Canarias es uno de los puntos principales de llegada de la emigración irregular africana que trata de alcanzar Europa. Decenas de miles de jóvenes han muerto en el intento, pero muchos más consiguen tocar tierra y casi nunca son recibidos de la mejor manera. No son cifras, son personas. Armando Ravelo se rebela contra ese rechazo, contra la mirada simplista que no ahonda en sus circunstancias. «Es indecente que no demos acogida a quienes llegan. Nuestro objetivo es hacer una radiografía de Canarias a través del velado del migrante, su mirada va a ser como ese líquido que revela la foto y nos va a ofrecer un retrato de las Islas a través de la cultura, la sociedad y como pueblo. Hemos dado muchas veces la espalda a la realidad africana que llega a nuestra tierra, así que queremos que esta película sea un diálogo, una conversación para descubrirnos nosotros y descubrirlos a ellos», explica.
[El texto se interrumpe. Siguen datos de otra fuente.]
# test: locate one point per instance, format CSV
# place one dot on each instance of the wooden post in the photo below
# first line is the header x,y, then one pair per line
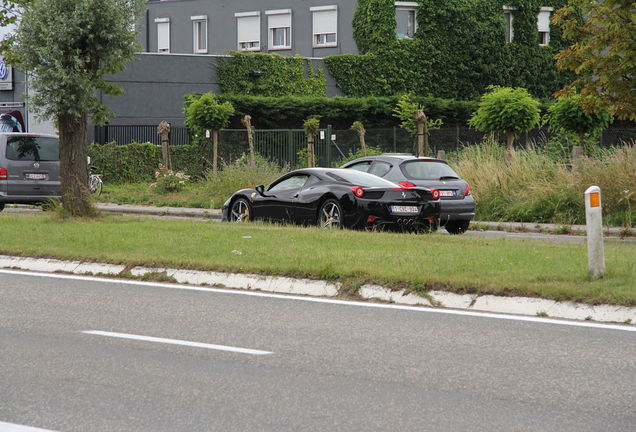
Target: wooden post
x,y
422,133
215,151
247,122
164,133
577,154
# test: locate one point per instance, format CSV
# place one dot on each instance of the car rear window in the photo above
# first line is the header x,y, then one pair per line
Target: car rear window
x,y
360,179
426,170
33,148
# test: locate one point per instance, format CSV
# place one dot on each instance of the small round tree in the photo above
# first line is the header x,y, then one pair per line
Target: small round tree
x,y
206,113
567,115
506,110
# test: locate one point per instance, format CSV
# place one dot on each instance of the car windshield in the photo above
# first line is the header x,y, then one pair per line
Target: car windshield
x,y
360,179
33,148
427,170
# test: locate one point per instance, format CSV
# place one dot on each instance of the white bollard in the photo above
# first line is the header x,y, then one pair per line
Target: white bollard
x,y
594,222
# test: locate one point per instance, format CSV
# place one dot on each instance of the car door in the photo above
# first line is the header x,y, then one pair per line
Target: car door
x,y
283,196
33,165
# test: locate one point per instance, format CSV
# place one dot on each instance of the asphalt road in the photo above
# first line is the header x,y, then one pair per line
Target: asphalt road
x,y
331,367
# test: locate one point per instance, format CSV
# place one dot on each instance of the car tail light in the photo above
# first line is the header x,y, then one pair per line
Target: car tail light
x,y
407,184
358,191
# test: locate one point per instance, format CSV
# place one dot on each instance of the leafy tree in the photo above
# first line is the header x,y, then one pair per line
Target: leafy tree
x,y
506,110
602,54
203,113
67,46
567,115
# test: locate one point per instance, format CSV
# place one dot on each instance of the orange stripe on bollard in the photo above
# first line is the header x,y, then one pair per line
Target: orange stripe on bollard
x,y
595,199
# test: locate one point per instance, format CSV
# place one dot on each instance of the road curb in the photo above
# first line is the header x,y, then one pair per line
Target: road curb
x,y
439,299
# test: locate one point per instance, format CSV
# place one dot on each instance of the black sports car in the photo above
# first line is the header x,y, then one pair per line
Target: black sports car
x,y
337,198
457,203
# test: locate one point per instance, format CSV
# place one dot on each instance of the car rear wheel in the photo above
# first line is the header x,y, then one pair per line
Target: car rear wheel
x,y
330,214
241,211
457,227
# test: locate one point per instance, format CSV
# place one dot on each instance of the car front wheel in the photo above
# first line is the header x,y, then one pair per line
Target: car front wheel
x,y
457,227
330,214
241,211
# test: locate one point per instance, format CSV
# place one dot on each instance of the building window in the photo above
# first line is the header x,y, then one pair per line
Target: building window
x,y
325,26
509,24
200,34
406,19
248,26
279,29
543,25
163,34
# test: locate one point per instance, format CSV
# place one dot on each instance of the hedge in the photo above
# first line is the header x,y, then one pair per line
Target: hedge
x,y
457,52
340,112
269,75
135,162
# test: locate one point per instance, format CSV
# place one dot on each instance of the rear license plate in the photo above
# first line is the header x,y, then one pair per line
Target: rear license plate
x,y
404,209
35,176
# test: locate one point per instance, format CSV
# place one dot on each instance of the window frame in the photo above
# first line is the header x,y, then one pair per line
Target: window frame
x,y
270,30
409,7
196,42
316,11
163,23
544,31
239,40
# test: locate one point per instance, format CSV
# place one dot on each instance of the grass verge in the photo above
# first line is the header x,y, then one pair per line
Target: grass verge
x,y
421,263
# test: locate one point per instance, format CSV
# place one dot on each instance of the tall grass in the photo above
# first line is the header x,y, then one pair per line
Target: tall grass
x,y
537,188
El mismo mar, los mismos sueños

¿Quiénes somos los canarios?, ¿cuál es nuestra relación con el continente al que pertenecemos, al que estamos anclados para siempre y no solo por la geografía?, ¿cómo percibimos a África?, ¿cómo nos ven ellos? Es de noche y todas estas preguntas flotan en una larga conversación durante una cena de amigos en un restaurante de Dakar junto a la costa. Muchas de esas preguntas tienen tantas respuestas como comensales en torno a esa mesa. Armando Ravelo y los miembros de su equipo, que han venido hasta Senegal para las primeras localizaciones de su película, merodean en torno a enigmas importantes en sí mismos, más incluso que las soluciones. El mar acaricia las piedras que sustentan esta terraza y al final de esa negritud del horizonte, a cientos de kilómetros, el mismo mar bate contra las playas de Melenara, Gran Tarajal o La Tejita. El mismo mar, los mismos sueños. «No somos tan diferentes», se escucha en la conversación.

En los últimos diez años, Ravelo se atrevió a recrear para el cine las historias de Doramas, de Tenesor Semidán, de la princesa Guayarmina, a contar el relato de esa Canarias que vivió el violento choque de dos mundos del que surgió, en un proceso de siglos, un río alimentado por numerosos afluentes. Pero empeñado como está en ahondar en lo que somos, ahora se vuelve a meter en un jardín. «Siempre he hecho historia de Canarias en los cortos y en La piel del volcán, como una especie de crónica. En el fondo esto es similar, lo único que estamos dejando una crónica para el futuro. Este encuentro de culturas a través de la inmigración ya forma parte de nosotros y hay que integrarlo y naturalizarlo. Canarias siempre ha sido un crisol de culturas construido a través del mestizaje. El arte es la mejor forma de poner el foco en ello y llegar no solo a las mentes, sino a los corazones de la gente», apunta.